Responsabilité et expression

Dénoncer ou alerter ?

Pour une alerte professionnelle

 

Comment peut réagir un trader de la Société générale qui voit un de ses collègues perdre en bourse des sommes faramineuses ? Comment un ingénieur de BP qui émet de sérieux doutes sur l’état d’une plate forme pétrolière au large de la Floride peut-il agir pour se faire entendre de sa direction ? Quel pouvoir réel ont les médecins du travail qui alarment la direction de la Poste sur l’état dépressif de nombreux salariés ?
 
Alerter ne va pas de soi dans une société minée par le chômage.

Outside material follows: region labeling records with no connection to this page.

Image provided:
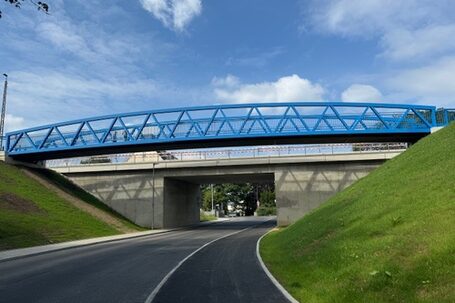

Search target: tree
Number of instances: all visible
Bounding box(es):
[0,0,49,18]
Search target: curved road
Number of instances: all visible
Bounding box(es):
[0,218,287,303]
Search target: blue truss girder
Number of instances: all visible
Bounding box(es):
[6,102,449,155]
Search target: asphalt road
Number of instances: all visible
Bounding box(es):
[0,218,287,303]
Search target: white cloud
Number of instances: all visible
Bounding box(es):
[140,0,202,31]
[212,74,240,88]
[212,75,325,103]
[387,56,455,107]
[8,70,160,126]
[5,114,25,132]
[341,84,383,102]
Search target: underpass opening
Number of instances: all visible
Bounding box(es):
[164,171,276,224]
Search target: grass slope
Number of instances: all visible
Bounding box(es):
[0,162,141,249]
[261,123,455,302]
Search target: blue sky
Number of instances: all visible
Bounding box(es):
[0,0,455,130]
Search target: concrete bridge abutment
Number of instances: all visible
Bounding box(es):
[56,151,401,228]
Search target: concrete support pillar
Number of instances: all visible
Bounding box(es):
[68,172,164,228]
[275,162,380,226]
[164,178,201,228]
[69,172,201,228]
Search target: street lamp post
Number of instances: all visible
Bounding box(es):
[0,74,8,150]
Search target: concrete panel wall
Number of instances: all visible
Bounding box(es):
[66,159,386,228]
[69,172,164,228]
[275,161,382,226]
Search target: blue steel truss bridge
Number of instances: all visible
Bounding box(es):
[6,102,455,161]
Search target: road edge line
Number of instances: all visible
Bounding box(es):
[145,225,256,303]
[256,229,299,303]
[0,220,232,263]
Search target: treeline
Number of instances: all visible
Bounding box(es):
[201,183,276,216]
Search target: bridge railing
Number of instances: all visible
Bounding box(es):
[6,102,437,155]
[46,143,408,168]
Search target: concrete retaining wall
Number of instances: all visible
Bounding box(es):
[65,153,392,228]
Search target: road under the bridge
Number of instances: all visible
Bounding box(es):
[0,218,287,303]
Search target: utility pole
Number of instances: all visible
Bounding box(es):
[210,184,215,214]
[0,74,8,150]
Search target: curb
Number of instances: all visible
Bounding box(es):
[0,220,225,263]
[256,229,299,303]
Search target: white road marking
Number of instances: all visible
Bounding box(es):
[145,221,258,303]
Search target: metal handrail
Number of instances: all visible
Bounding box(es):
[46,143,408,168]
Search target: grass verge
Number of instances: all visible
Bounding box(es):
[0,162,142,249]
[261,123,455,302]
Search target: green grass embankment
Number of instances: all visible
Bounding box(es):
[261,123,455,302]
[0,162,140,250]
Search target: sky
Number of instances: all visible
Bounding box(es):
[0,0,455,131]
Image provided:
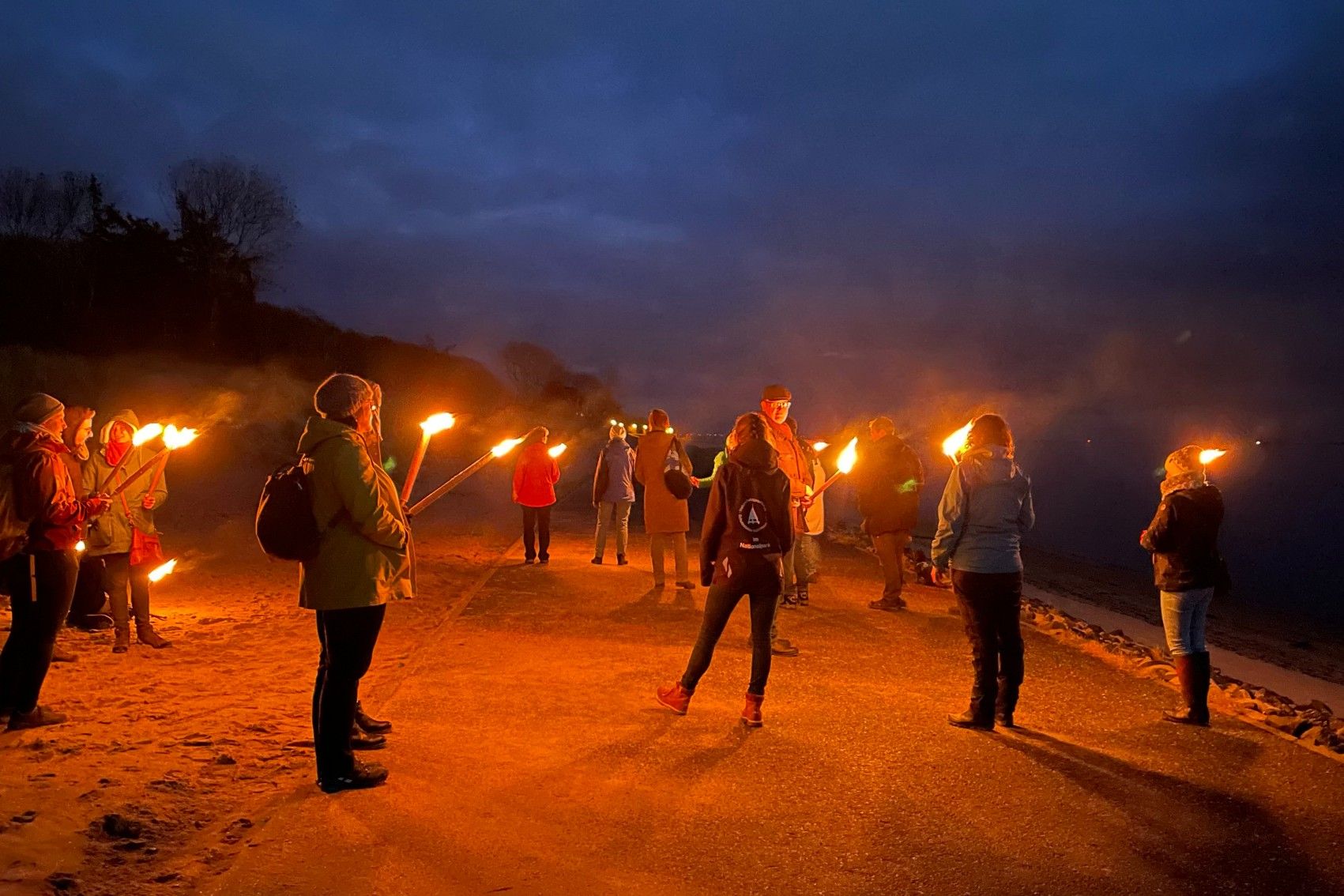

Car le salarié a peur de perdre son emploi, d’être placardisé ou ostracisé par ses collègues s’il révélait une anomalie. Plutôt que de risquer des sanctions, il préfère souvent se soumettre en ne disant rien ou se démettre, parfois en allant jusqu’à quitter l’organisation, sauf dans le cas où certaines formes de management lui permettent de s’exprimer plus librement. Lorsqu’une alerte est malgré tout lancée, elle peut recouvrir des réalités multiples, encadrées par des dispositifs juridiques complexes qui théoriquement protègent bien le lanceur d’alerte de sanctions éventuelles. Pour simplifier, deux circuits s’offrent au lanceur d’alerte lorsqu’il ne peut pas parler directement à son supérieur hiérarchique. Les dispositifs dédiés, de type “whistleblowing” sont les plus mal acceptés. Importation culturelle anglo-saxonne, ces dispositifs de lutte contre les dérives financières et la corruption existent à ce jour dans 1300 entreprises françaises. En pratique, ils sont finalement très peu utilisés, voire oubliés parfois, alors même qu’ils avaient été mis en place il n’y a pas si longtemps.
 
Les institutions représentatives du personnel (IRP) représentent l’autre circuit, plus traditionnel. Organes collectifs qui protègent par leur structure même le salarié lanceur d’alerte, elles ont largement fait leurs preuves, comme vous le verrez tout au long de ce numéro. Les IRP ne constituent malgré tout pas la panacée, car alerter ne suffit pas toujours, loin s’en faut, à modifier des prises de décision.
 
C’est à cause de ces limites que la CFDT Cadres milite pour une évolution de l’alerte professionnelle. Pour que les cadres, les managers et les ingénieurs puissent réellement exercer leur droit d’alerte, qu’ils soient protégés de sanctions éventuelles, il faudrait que des dispositifs juridiques encadrent tous les types d’alerte, des alertes sanitaires aux alertes environnementales, sans se cantonner aux alertes financières.